# plastering / roofing work?



## foggy1981 (Jul 7, 2011)

Hi i am currently living in the uk and im wanting to move and work in america does anyone know where to look for work or how to go about this in anyway ?. i have my own plastering roofing and building company here in england but ive always wanted to move to america i now think the time is right any info would be greatfull thanks


----------



## Bevdeforges (Nov 16, 2007)

Moving to the US is very much dependent on your finding employment and an employer ready and willing to sponsor your visa application. This normally means you need a "professional" job that requires (at a minimum) a 4 year university degree.
Cheers,
Bev


----------



## twostep (Apr 3, 2008)

I do not want to rain on your parade just give you some food for thought. Aside from the visa issue - you need a contractor's license and your specific licenses. You have neither crew, equipment, suppliers, contacts, customers, insurance/bonds and contruction is not what it is in the UK. I just watched a crew felt and shingle a 4500 sqf single story house in 100F+ in a day.
Please read up a bit on visa requirements. Stickies at the beginning of the US forum are userfriendly. 
Why the US? What do you think will a move do for you and your family?
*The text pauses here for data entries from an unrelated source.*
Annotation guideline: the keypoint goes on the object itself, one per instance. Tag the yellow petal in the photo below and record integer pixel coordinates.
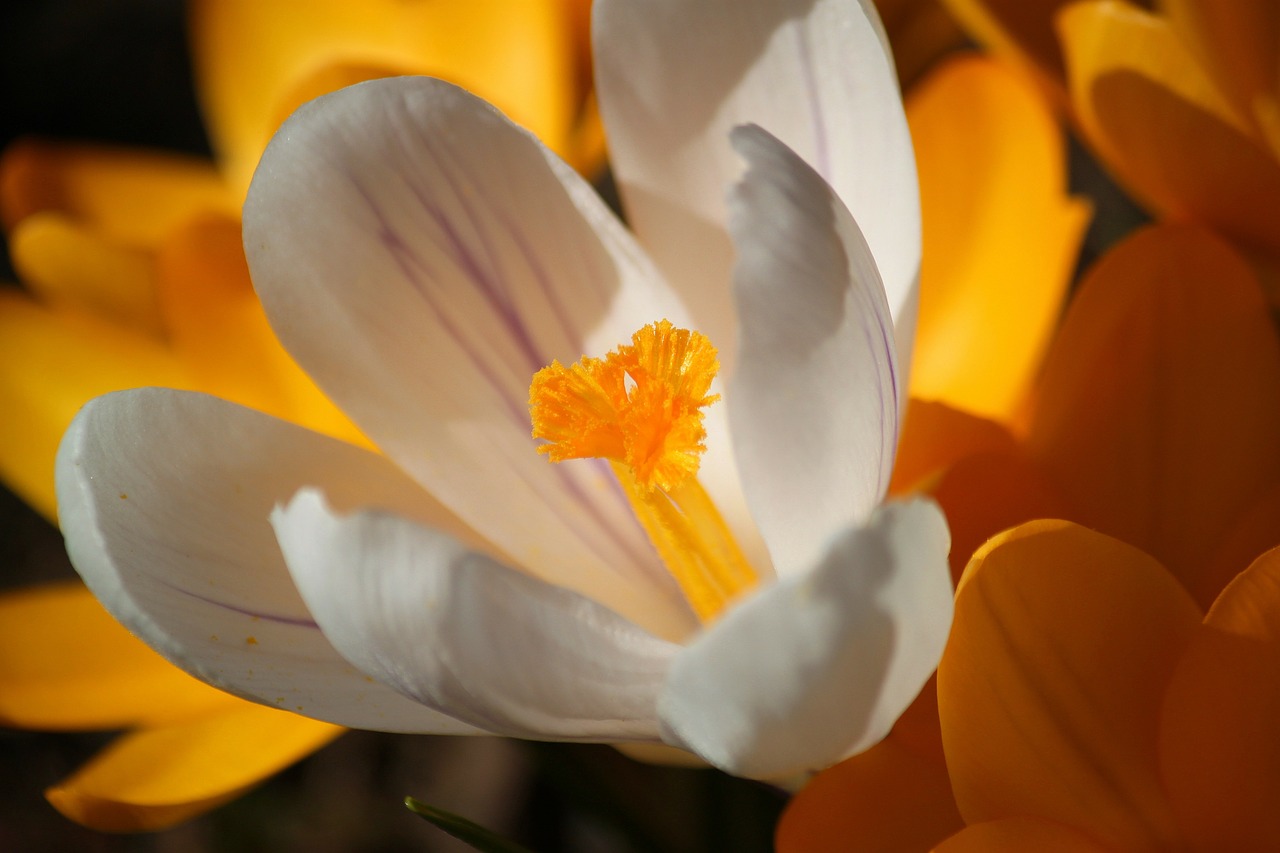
(1156, 411)
(220, 333)
(887, 798)
(1238, 42)
(1018, 835)
(67, 664)
(129, 196)
(69, 264)
(1217, 742)
(51, 363)
(156, 778)
(1051, 684)
(1022, 30)
(251, 58)
(1164, 127)
(1000, 235)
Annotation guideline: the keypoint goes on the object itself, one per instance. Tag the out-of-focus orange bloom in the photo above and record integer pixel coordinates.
(1182, 104)
(920, 32)
(136, 277)
(1088, 703)
(1153, 422)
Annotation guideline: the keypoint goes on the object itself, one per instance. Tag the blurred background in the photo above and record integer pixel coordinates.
(119, 72)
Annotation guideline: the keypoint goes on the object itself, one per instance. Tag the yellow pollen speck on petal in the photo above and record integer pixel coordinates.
(640, 407)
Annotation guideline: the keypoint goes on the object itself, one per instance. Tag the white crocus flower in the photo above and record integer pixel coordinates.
(425, 260)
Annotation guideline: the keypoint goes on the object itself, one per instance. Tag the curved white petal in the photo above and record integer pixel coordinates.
(423, 258)
(819, 666)
(469, 637)
(813, 406)
(164, 498)
(673, 77)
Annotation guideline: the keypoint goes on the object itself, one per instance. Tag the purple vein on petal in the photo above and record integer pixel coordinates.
(821, 146)
(639, 553)
(492, 286)
(242, 611)
(881, 352)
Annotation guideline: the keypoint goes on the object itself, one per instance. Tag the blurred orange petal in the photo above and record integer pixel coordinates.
(51, 363)
(1050, 688)
(156, 778)
(887, 798)
(1000, 235)
(1219, 748)
(1238, 41)
(1253, 534)
(1019, 835)
(71, 264)
(220, 333)
(252, 56)
(991, 492)
(67, 664)
(1169, 135)
(920, 31)
(935, 437)
(129, 196)
(1018, 28)
(1156, 411)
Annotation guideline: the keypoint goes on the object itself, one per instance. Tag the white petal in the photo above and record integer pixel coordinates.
(423, 258)
(813, 406)
(164, 498)
(673, 77)
(819, 666)
(469, 637)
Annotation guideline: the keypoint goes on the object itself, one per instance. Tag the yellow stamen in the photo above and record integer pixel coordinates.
(640, 407)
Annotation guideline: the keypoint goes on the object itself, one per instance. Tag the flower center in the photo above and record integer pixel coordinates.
(641, 407)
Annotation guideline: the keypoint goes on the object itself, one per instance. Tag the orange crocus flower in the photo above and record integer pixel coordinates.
(136, 277)
(1182, 104)
(1153, 422)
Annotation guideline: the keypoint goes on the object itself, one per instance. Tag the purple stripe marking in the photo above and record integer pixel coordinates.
(411, 265)
(242, 611)
(821, 146)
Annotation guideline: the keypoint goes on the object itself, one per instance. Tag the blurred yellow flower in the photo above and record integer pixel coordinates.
(1152, 422)
(136, 277)
(1182, 104)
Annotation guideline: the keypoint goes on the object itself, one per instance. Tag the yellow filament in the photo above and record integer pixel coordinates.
(640, 407)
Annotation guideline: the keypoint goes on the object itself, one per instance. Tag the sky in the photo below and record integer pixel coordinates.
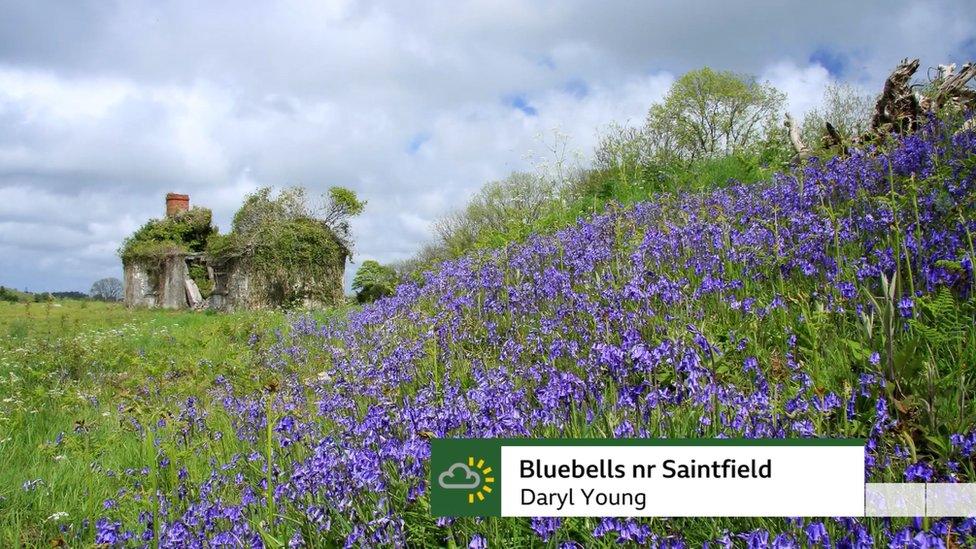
(107, 106)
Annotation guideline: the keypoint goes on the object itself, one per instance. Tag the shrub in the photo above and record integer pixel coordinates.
(373, 281)
(186, 231)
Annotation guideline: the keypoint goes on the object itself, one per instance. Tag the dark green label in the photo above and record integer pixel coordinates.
(465, 477)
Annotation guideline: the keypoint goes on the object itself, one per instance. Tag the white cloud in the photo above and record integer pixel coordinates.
(103, 109)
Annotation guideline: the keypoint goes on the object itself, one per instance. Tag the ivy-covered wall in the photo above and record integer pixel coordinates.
(278, 262)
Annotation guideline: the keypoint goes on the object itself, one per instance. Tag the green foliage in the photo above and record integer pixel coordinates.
(295, 254)
(708, 113)
(184, 232)
(373, 281)
(296, 258)
(342, 205)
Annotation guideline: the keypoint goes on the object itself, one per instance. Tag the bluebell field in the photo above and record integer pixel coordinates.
(832, 301)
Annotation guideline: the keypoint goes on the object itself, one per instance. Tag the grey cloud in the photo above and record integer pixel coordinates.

Again - visa issues aside.


----------



## kimo (Feb 12, 2011)

foggy1981 said:


> Hi i am currently living in the uk and im wanting to move and work in america does anyone know where to look for work or how to go about this in anyway ?. i have my own plastering roofing and building company here in england but ive always wanted to move to america i now think the time is right any info would be greatfull thanks


I noticed you have the exact same post on the Canada, Australia, New Zealand, Italy and Spain forum, the only thing you changed was the country you "always wanted to move to". Why should anyone to think you are serious?


----------